Cast: Melissa Benoist, Mehcad Brooks ,
Chyler Leigh, David Harewood, and Chris Wood
Creators: Ali Adler, Greg Berlanti, and Andrew
Kreisberg
968 minutes (12) 2016-7
Widescreen ratio 16:9
Warner blu-ray region B
Rating: 7/10
Review by Richard Bowden
“In order to live, we must keep daring,” Kat Grant
advises her protégé Kara Danvers. Unlike DC’s other TV shows, troubled by the muddled
plotting of Arrow and soapy skiffy of
The Flash, the debut season of Supergirl presented a witty balance of
super-heroics and office sit-com. Like Buffy during the 1990s, Supergirl is presented
as a role model, but also now a feminist media icon for 21st century TV, and
this is tremendous fun, boasting innate charm and genre humour to spare. Some
of that goes on in Supergirl: The Complete Second Season,
as when departing guest Superman says “to be continued,” and gets away with it.
The show delivers topical and relevant stories, while avoiding a blatantly campy
attitude towards often light-hearted material.
The kryptonite powered cyborg Metallo is
particularly trying challenge for the high-flying heroine.
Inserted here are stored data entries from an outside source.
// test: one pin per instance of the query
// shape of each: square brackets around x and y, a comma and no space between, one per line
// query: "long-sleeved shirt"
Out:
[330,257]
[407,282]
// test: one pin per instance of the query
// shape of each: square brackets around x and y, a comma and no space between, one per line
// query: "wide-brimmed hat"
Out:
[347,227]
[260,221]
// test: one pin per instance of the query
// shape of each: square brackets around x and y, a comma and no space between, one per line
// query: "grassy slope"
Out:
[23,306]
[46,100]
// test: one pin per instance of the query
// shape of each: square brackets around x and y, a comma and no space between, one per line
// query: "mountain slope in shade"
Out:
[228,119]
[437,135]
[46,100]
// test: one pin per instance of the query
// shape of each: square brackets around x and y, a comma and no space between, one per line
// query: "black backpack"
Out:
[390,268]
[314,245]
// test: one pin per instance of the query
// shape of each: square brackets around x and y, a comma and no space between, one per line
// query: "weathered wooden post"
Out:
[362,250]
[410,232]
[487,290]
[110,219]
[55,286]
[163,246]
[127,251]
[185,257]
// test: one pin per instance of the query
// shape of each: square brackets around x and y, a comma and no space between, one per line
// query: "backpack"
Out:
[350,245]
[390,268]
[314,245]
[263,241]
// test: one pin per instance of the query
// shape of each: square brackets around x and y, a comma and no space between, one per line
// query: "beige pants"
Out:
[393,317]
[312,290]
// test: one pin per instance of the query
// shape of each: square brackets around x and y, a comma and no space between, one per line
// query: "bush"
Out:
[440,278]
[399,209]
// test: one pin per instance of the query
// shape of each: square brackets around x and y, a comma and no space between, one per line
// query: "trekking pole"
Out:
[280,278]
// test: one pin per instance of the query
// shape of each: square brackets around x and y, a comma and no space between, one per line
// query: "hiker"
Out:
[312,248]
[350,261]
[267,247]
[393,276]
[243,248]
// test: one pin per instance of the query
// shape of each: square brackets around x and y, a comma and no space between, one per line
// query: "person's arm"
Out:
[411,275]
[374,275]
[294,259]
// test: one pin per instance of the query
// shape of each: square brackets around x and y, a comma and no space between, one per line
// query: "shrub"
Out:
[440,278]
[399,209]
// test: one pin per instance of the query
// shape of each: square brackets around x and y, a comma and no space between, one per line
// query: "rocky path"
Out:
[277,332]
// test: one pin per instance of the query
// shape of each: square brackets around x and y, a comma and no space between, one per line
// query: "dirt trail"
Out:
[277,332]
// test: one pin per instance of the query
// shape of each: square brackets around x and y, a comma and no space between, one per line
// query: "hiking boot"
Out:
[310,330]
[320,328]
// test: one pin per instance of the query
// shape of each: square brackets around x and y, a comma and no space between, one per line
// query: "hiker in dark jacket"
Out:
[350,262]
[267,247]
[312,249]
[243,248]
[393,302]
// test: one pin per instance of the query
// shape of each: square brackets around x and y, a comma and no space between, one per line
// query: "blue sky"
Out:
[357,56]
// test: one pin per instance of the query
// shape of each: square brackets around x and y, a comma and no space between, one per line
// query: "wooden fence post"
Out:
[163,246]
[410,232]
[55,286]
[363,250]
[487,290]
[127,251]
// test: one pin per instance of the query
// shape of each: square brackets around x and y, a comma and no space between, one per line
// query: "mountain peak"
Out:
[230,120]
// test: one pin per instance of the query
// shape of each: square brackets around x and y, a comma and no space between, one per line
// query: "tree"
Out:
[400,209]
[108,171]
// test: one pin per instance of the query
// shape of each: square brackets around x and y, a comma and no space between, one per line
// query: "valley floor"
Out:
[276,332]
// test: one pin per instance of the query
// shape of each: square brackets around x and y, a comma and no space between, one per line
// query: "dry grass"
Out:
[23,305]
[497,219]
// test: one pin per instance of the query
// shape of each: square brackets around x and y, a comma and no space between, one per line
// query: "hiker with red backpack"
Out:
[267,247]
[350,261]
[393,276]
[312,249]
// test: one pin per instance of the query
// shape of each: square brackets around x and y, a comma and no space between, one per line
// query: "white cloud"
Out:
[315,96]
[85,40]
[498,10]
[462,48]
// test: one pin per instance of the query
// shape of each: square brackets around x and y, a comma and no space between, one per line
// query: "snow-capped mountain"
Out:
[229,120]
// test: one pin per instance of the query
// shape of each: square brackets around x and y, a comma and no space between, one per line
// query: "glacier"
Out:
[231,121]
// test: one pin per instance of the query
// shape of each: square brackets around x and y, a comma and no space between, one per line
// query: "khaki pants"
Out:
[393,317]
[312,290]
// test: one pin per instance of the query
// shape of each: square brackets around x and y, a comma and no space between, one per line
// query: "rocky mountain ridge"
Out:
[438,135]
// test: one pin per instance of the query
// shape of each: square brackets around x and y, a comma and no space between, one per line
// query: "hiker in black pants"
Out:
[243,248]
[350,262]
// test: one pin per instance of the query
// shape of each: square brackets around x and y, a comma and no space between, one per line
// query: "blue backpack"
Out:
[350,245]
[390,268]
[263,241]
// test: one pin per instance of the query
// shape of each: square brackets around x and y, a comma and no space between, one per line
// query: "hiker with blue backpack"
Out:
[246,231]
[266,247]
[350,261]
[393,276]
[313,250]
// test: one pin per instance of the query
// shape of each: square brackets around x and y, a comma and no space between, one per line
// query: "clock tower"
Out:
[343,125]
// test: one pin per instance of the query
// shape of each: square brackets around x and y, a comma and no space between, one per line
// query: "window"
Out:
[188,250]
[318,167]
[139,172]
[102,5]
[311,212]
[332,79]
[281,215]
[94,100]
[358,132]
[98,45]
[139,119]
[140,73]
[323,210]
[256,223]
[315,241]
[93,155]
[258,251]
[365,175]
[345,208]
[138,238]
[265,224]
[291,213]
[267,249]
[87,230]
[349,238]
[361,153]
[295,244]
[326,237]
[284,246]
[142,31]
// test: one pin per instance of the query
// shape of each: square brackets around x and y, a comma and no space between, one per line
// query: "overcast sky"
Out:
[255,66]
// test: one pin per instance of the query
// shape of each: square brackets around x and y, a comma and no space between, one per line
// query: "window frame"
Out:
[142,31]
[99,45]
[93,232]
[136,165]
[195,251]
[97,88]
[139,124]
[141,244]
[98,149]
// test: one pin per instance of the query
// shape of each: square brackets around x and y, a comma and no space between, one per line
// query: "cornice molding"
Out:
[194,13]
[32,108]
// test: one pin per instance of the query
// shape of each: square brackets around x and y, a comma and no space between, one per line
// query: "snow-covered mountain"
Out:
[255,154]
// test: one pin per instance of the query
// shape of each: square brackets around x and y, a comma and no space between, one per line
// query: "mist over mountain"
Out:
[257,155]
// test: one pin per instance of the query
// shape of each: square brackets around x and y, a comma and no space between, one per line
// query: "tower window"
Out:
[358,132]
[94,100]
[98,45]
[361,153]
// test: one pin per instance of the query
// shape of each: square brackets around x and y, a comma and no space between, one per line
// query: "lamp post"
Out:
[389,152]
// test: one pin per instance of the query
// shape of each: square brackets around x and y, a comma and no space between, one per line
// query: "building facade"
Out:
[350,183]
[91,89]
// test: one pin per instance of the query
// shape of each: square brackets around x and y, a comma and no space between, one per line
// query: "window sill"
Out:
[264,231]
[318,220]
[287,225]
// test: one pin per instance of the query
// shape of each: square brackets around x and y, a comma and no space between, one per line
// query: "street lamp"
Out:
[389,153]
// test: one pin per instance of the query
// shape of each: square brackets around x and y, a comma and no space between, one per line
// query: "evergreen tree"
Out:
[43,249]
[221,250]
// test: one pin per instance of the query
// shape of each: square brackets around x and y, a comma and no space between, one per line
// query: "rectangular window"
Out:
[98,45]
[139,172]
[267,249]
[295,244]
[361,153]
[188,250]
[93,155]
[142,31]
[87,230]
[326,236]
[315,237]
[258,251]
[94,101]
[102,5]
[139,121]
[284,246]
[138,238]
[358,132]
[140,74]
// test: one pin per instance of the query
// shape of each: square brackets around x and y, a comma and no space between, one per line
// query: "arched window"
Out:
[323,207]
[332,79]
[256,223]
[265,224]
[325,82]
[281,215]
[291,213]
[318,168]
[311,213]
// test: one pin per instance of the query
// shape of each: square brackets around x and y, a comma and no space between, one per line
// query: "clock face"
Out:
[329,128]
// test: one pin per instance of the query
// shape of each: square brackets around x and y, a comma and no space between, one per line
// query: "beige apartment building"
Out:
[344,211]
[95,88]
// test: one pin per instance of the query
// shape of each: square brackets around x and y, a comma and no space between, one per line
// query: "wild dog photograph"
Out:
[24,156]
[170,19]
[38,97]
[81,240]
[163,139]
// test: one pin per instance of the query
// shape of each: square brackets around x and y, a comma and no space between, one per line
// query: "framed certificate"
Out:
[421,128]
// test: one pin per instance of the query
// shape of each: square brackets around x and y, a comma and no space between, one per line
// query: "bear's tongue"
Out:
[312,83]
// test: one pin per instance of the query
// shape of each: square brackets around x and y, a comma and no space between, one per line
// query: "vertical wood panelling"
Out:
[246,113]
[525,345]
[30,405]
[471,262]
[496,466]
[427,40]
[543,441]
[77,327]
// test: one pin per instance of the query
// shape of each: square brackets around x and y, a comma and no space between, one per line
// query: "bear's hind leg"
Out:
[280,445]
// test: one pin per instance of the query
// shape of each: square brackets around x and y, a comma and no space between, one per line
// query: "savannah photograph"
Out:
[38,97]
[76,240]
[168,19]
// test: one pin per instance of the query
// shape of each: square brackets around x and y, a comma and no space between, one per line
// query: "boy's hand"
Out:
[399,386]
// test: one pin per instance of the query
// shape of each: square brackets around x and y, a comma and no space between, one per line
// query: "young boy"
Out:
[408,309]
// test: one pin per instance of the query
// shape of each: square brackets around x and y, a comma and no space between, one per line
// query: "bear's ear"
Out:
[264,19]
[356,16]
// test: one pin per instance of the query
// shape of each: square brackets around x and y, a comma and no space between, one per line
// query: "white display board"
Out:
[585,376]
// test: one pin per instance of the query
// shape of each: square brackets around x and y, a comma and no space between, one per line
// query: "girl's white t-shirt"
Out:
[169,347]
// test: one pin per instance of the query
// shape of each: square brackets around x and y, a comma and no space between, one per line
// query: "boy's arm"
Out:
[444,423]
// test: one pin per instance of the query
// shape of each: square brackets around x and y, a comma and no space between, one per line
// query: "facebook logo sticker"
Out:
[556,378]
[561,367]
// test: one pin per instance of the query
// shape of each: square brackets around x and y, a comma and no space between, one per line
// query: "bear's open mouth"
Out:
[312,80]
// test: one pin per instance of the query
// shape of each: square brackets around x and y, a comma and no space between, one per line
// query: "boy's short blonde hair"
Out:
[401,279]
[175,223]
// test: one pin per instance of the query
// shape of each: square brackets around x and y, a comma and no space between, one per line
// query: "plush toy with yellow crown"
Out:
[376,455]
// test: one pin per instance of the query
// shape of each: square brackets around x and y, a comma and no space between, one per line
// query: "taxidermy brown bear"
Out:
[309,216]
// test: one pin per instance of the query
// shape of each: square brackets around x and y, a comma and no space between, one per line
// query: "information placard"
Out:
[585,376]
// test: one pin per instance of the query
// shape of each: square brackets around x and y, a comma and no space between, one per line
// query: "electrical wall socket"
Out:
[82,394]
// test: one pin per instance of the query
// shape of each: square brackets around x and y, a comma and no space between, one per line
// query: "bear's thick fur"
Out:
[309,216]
Meanwhile,
influenced by her visitor Clark Kent, Kara opts to become a reporter for CatCo magazine,
working for news-room editor Snapper Carr, a grouchy kind of Lou Grant as a stickler
for top quality journalism, and staunch defender of the Fourth Estate. In the
absence of Calista Flockhart’s corporate diva Cat Grant, it’s this revisionist
version of Snapper Carr (winningly portrayed by Ian Gomez) who becomes the
heart of maturity offering an intelligent perspective for the second season. Despite
his on-screen presence in only eight episodes, his grumpy charisma overshadows
most of the office scenes, even when he’s off-stage. “A half-truth is a whole
lie.”
Welcome To
Earth features ex-Wonder Woman Lynda Carter as
the President, offering an ‘alien amnesty act’ to calm immigration problems,
while several new ETs appear, with or without any dramatic space-ship arrival
events. There are cage fights for alien gladiators, cop cars in orbit, and yet
more sci-fi weapons alongside references to the climate change debate, lesbian
angst, and questions of moral prejudice or social responsibility, producing unhappy
lives with brave smiles.
Contending with a monster called Parasite, Martian
mutation, a theft of Kryptonian blood, deportation instead of execution, while alien
bounty-hunters are after Supergirl - wanted: dead or alive, our supreme young
super-heroine tackles mightier menaces that her lesser costumed colleagues - in
TV shows Arrow, and The Flash, are simply unable to
overcome.
The cross-over event for this year is the
Dominators alien-invaders storyline that’s out on standalone DVD as Invasion.
The show’s mix of sci-fi themes also has medical a nano-tech
manifestation that becomes a weaponised swarm, while guest star appearances as
familiar DC characters bring unexpected returns for apparent betrayal, predictable
farewells for the common good, and extra-legal shenanigans, in contrast with the
dos & don’ts for rom-com dates. Supergirl and some DEO agents confront
insidious villainy from the Cadmus cabal that’s led by Lillian Luthor (Brenda
Strong). Teri Hatcher and Kevin Sorbo play alien parents, the Queen and King of
planet Daxam. Unfortunately, there is more dreary soap opera instead of appealing
sitcom routines this season, and Supergirl
slips down the rating chart. While this remains a better show than Arrow and The Flash, DC comics on TV is now easily dominated by its breakaway adventure series Legends Of Tomorrow.